We've been using pig unit for a little while now and wanted to see if the pig community would be okay with us posting a patch or two to add the following:
1) add support to test multiple inputs and multiple outputs
One of our devs said - It has a really nice method assertOutput(String inputAlias, String inputValues, String outputAlias, String expectedOutputValues). That method lets you override an input alias variable with a hardcoded list of values. That way, the script doesn't actually have to read that input variable from hdfs or cassandra. Then, it runs the script and checks the specified output alias variable against the expected set of values. It's a really nice way to test your entire pig script with a single method call, but only IF your script has exactly 1 input and 1 output. If you want to test more complicated scripts, you have to jump through some hoops in order to override more input variables. But, it would be fairly easy to change PigUnit so that it can override any number of inputs and check any number of outputs and do so easily. That's basically the change that I put into the base testing class I wrote.

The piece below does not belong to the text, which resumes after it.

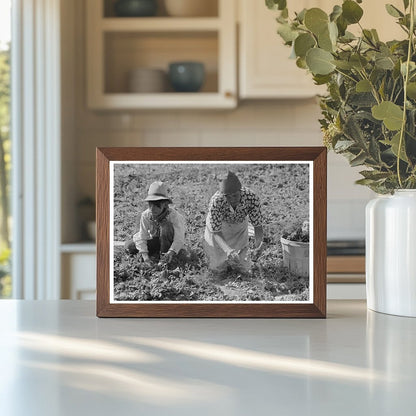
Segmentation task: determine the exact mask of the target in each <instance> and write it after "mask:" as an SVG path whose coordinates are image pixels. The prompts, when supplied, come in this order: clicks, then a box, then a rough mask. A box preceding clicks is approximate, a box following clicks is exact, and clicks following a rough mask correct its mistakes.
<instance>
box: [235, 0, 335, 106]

But, it would be better to push that into PigUnit itself, and it's something that could easily be done in an afternoon.
Does this sound reasonable and something we could hack on at our Austin hack day tomorrow?
2) Some javadocs for the pig unit test classes to make them more readable.
Would we just create a couple of tickets for this? Just trying to make sure that's the route to take as we're trying to get bootstrapped on helping out where we can.